Diverses études démontrent que la retenue et l’obsession constantes sur les calories sont vouées à l’échec. Ignorer ou se refuser du plaisir ne peut pas mener à de saines habitudes de vie. Le cerveau humain a évolué de façon à associer le plaisir à l’alimentation, donc l’ignorer ne fait que court-circuiter nos dispositions naturelles et innées. Les plaisirs, raisonnés, bien appliqués, et sans snobisme, voilà l’exercice auquel je vous convie. Et pas de meilleur sujet que l’aliment plaisir par excellence à quelques jours de Pâques : le chocolat. | Par Jordan LeBel, Ph.D.
Et puis il y a ce qu’on appelle « l’erreur de prédiction » : lorsque nous nous attendons à recevoir du plaisir et n’en n’avons pas, la déception est amplifiée et génère frustrations et comportements malsains. Mais encore faut-il bien comprendre les plaisirs liés à l’alimentation, au-delà des slogans faciles qui jouent trop bêtement sur l’opposition santé-plaisir. Et ce, non pas dans un exercice purement conceptuel mais dans le but de mieux les apprécier au quotidien et de les réconcilier avec des saines habitudes.
Notre histoire d’amour avec le chocolat
Comment expliquer notre fascination pour le chocolat ? Plusieurs facteurs peuvent faire la lumière sur sa popularité sans qu’aucun ne puisse complètement l’expliquer. Bien sûr, le goût y fait pour beaucoup. Au-delà de notre préférence innée pour le sucre, les femmes préfèrent le chocolat au lait et les hommes ont la dent moins sucrée.
En vieillissant, les deux sexes favorisent le chocolat noir, souvent par souci de santé, mais aussi par question de goût vu l’évolution naturelle de nos papilles qui deviennent plus sensibles au sucre, au sel et autres ingrédients. Certains travaux révèlent aussi qu’à l’approche du cycle menstruel, plusieurs femmes compensent la baisse naturelle de sérotonine par la consommation de chocolat. Certains affirment qu’il crée une dépendance. Il est vrai que le chocolat contient des centaines de substances actives comme la théobromine, la phenylethylamine et la tryptophane. Mais pour qu’il crée une dépendance au sens pharmacologique du terme, il vous faudrait en consommer plus de 100 kg par jour!

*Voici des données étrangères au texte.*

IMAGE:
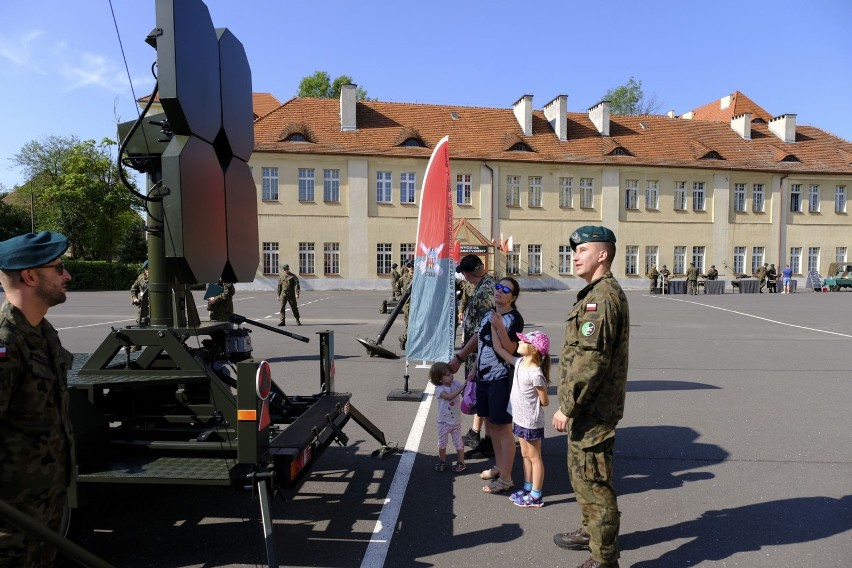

Si dépendance il y a, il faut plutôt examiner les associations et images mentales liées au chocolat. Celles-ci, puissant moteur de nos comportements de consommation, renvoient souvent à une période marquante, comme l’enfance. Dans mon cas, ce sont les fréquentes marches avec mon grand-père maternel qui se terminaient invariablement au dépanneur Chez Jean-Louis, à Beloeil, où j’avais le droit à une sucrerie. Devinez laquelle ! Et vous, quel est votre souvenir marquant ?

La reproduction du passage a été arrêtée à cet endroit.